Citations are certainly always going to be a factor for weighing impact in journals and journal authors. However, how do you weigh the impact of a poster or oral presentation at congress? How do you choose the tier 1 KOL most suited to help you research and present your findings?
Again, the answer is area of focus. From there, it is a matter of giving an impact score to every entity involved in a publication or presentation based on that area of focus. In other words, how many tier 1 KOLs for Non-Hodgkins lymphoma were presenting at the Annual San Antonio Breast Cancer Symposium? Probably not many. You are likely to find that particular conference has a much higher impact ranking if you are weighing it dynamically – by the journal impact scores, author impact scores and impact presenter scores – as they pertain to breast cancer.
To put it another way, a presentation of CAR-T data is much more likely to have a higher Share of Scientific Impact at the American Society of Hematology than at SABCS 2018. It may be an obvious example, but you can begin to see how qualitative impact is determined.

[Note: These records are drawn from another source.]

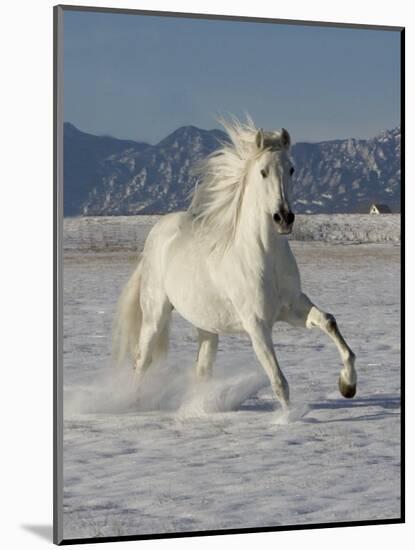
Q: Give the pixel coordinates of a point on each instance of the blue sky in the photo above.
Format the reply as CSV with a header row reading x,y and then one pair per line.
x,y
141,77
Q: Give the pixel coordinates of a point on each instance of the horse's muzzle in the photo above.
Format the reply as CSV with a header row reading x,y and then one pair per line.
x,y
284,220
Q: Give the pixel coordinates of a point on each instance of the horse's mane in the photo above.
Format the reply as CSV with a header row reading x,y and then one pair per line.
x,y
217,197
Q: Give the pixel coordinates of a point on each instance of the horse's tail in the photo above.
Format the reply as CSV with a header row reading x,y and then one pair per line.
x,y
128,319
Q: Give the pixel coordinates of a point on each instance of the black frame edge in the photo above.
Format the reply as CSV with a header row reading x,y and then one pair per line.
x,y
242,18
58,539
57,274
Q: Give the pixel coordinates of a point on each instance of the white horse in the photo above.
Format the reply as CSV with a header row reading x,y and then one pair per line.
x,y
226,265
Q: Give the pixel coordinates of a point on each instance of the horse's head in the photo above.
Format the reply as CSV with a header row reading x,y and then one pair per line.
x,y
271,173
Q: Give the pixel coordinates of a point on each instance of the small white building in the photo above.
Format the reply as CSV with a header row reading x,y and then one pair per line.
x,y
379,209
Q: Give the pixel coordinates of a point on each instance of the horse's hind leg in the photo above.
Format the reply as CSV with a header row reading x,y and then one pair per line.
x,y
153,335
208,345
305,313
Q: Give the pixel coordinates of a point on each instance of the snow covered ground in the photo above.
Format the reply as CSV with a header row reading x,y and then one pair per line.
x,y
185,457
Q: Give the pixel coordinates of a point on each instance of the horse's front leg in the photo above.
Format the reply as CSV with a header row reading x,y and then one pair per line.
x,y
305,313
261,338
208,345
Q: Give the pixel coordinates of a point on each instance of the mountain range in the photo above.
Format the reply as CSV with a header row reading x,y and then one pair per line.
x,y
104,175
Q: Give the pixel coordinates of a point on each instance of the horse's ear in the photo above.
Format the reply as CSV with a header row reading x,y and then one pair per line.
x,y
285,139
259,139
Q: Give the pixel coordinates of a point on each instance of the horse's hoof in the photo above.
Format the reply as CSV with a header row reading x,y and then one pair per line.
x,y
347,390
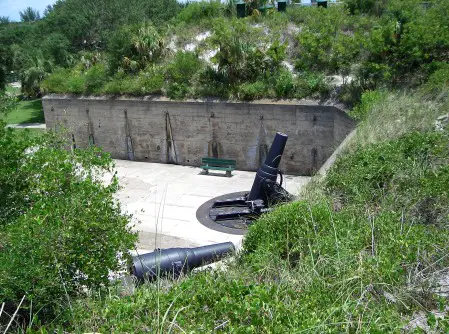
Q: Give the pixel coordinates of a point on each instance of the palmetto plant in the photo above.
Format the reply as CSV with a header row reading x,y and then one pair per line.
x,y
148,43
35,70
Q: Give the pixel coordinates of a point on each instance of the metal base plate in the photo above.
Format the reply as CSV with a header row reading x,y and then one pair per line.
x,y
231,226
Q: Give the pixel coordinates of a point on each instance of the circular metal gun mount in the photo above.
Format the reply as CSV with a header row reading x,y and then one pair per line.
x,y
230,213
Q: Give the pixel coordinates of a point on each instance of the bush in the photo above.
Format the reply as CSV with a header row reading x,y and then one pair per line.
x,y
95,79
197,11
251,91
393,175
284,85
368,100
311,84
438,81
62,231
180,72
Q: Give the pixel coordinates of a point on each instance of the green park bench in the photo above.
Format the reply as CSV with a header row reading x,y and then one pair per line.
x,y
218,164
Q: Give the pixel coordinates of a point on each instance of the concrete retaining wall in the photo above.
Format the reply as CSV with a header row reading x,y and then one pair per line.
x,y
158,130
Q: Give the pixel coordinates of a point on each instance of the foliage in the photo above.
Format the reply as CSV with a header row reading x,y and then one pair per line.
x,y
251,91
179,73
368,100
374,7
394,115
4,20
61,229
326,43
438,81
7,103
26,111
29,15
197,11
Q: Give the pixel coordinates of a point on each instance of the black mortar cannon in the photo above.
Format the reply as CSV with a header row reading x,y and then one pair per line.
x,y
264,192
172,262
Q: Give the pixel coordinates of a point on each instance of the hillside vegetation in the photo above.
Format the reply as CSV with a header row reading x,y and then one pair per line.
x,y
363,249
203,50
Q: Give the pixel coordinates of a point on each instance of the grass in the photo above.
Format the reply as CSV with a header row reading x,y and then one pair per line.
x,y
359,257
32,131
28,111
12,90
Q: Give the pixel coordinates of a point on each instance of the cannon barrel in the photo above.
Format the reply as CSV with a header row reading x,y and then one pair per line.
x,y
171,262
269,169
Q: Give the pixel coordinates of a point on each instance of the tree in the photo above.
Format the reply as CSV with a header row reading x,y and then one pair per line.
x,y
29,15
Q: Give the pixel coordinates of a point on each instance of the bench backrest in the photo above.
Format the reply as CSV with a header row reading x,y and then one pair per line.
x,y
218,162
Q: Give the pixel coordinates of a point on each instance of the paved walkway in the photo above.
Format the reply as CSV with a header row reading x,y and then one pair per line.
x,y
27,126
163,200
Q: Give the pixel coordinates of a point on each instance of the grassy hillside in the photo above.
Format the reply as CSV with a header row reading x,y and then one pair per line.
x,y
362,250
201,49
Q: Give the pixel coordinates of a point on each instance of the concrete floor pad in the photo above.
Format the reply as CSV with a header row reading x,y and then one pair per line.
x,y
163,200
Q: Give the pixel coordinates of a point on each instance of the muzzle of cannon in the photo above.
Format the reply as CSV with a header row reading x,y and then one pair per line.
x,y
269,170
171,262
238,212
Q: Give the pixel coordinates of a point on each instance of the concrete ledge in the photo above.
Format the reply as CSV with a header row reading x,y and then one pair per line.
x,y
156,129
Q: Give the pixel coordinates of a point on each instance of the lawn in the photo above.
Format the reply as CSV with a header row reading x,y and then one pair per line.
x,y
28,111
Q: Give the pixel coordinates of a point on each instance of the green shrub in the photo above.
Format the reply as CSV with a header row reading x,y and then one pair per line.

WHY MEASUREMENT IS EVERYTHING
Share of Scientific Voice also allows medical affairs to determine how their offerings may be differentiated from main competitors based on the scientific literature. It’s a way to look, collectively, at major medical affairs tactics and measures, rather than taking a siloed approach, says Douglas Massey, PhD.
And, because scientific data generation and dissemination is the core focus for much of medical affairs, the only way to measure performance and become more strategic is to take measurements such as Share of Scientific Voice and Share of Scientific Impact, precisely because they measure the effectiveness of those activities.
Measuring Share of Scientific Voice also holds promise for continuous improvement. The ability to capture and analyze massive amounts of data from disparate sources, using technology to streamline and validate the process provides the means to assess the actual success, or failure, of various research efforts — and the opportunity to act on those insights. If information is power, comparative and contextual information is authority.